I Got It From You, Dad
If you want proof that this shit is hereditary, you need look no further than my family. I have this shit, my kids have this shit, and at least one of my grandkids may have this shit (they’re too young for a full diagnosis as yet, but they’re definitely showing signs). The more I dig into things, the more I believe my dad also had this shit. He had communication challenges: Mom thought he was stuck up when she first met him because he just didn’t talk to people (later she found out he was “shy”). Emotional regulation was hard for him (to say the man had a “temper” is an understatement). His academic skills were amazing (his social skills, on the other hand, were not). And, he was very particular about how things needed to be done (his tools had to be stored just so, something I learned the fucking hard way). Unfortunately, he died in 2012, so we’ll never know for sure if he was autistic. But to me, it looks like there’s a fucking good chance of it.
My Childhood Was a Fucking Laugh Riot /s (that means “sarcastic” for you old fucks)
As you can imagine, growing up with someone like that as your father was a roller coaster ride. There were times we really connected. And, there were times when I felt like I couldn’t do any-fucking-thing to suit him. And, neither of us had the faintest fucking idea what was going on, which only made things worse. I’m only now beginning to understand what he must have gone through, dealing with neurodivergence and not knowing it what the hell it was. I mean, it sucks for me and I know. But to be completely ignorant of why you’re so goddamn different and being treated like some kind of freak because of it? Fuuuck. On the plus side, I am gaining a new understanding of my dad and why our relationship was so fucking difficult. Which is not nothing.
Can We At Least Talk About Heredity and Neurodivergence? Please?

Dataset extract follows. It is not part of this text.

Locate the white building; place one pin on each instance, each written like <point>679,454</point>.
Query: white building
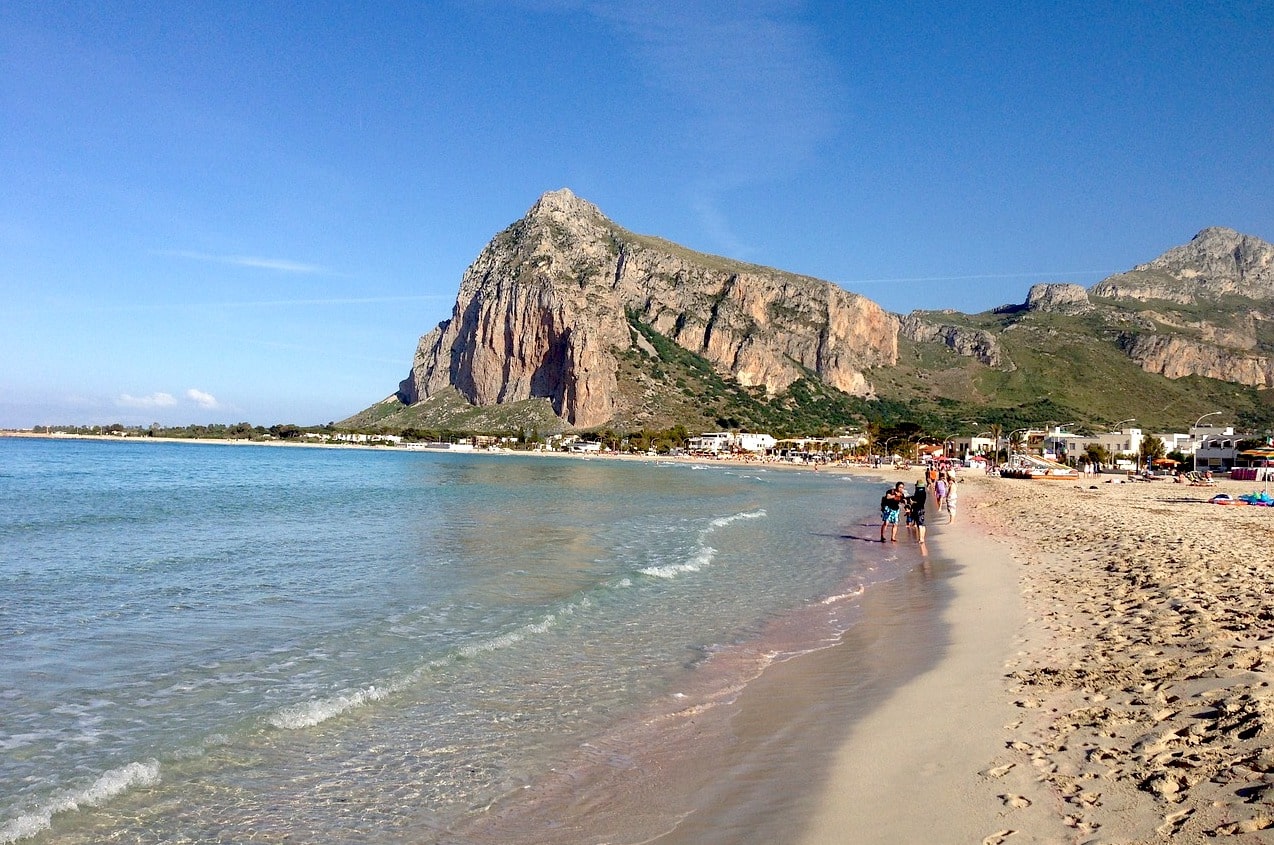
<point>753,442</point>
<point>724,441</point>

We can go on at length about the stupid shit the neurotypical world believes about neurodivergence. All the shit that makes it sound like such a fucking burden, or something to be dreaded and avoided at all costs, all the while pretty much ignoring the role of heredity in neurodivergence. And, while there is some truth to the burden/avoidance narrative, it’s not really because of the condition. It’s the way society treats the condition. But, things have come such a long way since my dad first dealt with his (possible) ASD. Hell, since I first dealt with it. These days, my kids and I have tools to deal with this shit that my dad couldn’t even dream of. And, maybe, just fucking maybe, providing more of those tools is where we should be placing our focus. Instead, we waste time on fuckery about Tylenol or vaccines or any of the other bullshit that causes all these goddamn Karens to mislay their fecal matter. I’d love it if we made that our focus, but I’m not holding my breath until it happens.